French War Criminal Arrested at Monastery
France’s most wanted war criminal, Paul Touvier, was arrested today after 45 years on the run, and church sources said the building where he was seized belonged to excommunicated traditionalist Archbishop Marcel Lefebvre.
A police spokesman said Touvier, leader of the militia that collaborated with Nazi Germany in the southeastern French city of Lyon during World War II, was arrested on the grounds of a monastery near the southern city of Nice.
French radio said Touvier, 74, had been sheltered by French religious authorities since the end of the war. He was flown to Paris immediately after his arrest for interrogation by an investigating magistrate.
Senior sources in France’s Roman Catholic Church later told Reuters that the priory where Touvier was arrested belonged to Lefebvre.
The sources said the municipality of Nice had given the Priory of Saint-Francois in central Nice to the Saint Pius X Fraternity, Lefebvre’s movement.
Touvier headed the militia that helped occupying German forces track down resistance fighters.

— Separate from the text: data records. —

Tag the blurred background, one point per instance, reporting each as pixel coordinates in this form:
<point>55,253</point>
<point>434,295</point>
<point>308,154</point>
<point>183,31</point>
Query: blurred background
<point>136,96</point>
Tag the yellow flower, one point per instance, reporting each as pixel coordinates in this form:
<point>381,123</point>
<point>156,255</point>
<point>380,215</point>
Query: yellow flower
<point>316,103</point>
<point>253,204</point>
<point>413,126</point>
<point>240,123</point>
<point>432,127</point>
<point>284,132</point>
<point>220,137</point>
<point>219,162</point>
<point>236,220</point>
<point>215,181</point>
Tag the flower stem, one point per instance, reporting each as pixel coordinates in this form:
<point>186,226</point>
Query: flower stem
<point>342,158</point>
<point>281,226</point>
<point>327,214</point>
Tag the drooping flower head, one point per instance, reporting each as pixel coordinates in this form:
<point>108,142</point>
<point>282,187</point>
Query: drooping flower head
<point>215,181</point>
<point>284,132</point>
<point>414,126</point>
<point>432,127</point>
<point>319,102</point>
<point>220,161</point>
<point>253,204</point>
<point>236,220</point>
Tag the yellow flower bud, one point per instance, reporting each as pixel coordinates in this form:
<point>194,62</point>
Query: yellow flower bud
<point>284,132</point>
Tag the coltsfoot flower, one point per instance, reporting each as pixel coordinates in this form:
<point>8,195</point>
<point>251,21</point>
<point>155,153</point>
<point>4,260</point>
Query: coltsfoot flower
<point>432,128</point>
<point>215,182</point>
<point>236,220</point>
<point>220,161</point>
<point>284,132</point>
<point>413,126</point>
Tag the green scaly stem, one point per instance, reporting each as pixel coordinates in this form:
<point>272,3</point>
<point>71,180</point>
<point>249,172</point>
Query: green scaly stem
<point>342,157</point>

He is believed to have worked closely with Gestapo chief Klaus Barbie, jailed for life in France in 1987 for war crimes.
Touvier was twice sentenced to death in absentia but finally pardoned by the late President Georges Pompidou in 1972, although resistance movements later brought charges against him of crimes against humanity.
A French newspaper carried the announcement of his death in 1984, but police always suspected that Touvier was still alive.
Touvier joined the Vichy regime that collaborated with Nazi Germany during the war, and was quickly promoted to head the police force of Lyon, a center of the French resistance.
Historian Henri Amouroux told French radio: “The resistance movement accuses the church and its hierarchy of protecting Touvier, and I believe that is true.
“Touvier’s trial will reawaken many painful moments from the war and also drag the church into having to give an embarrassing explanation of why it protected him,” Amouroux added.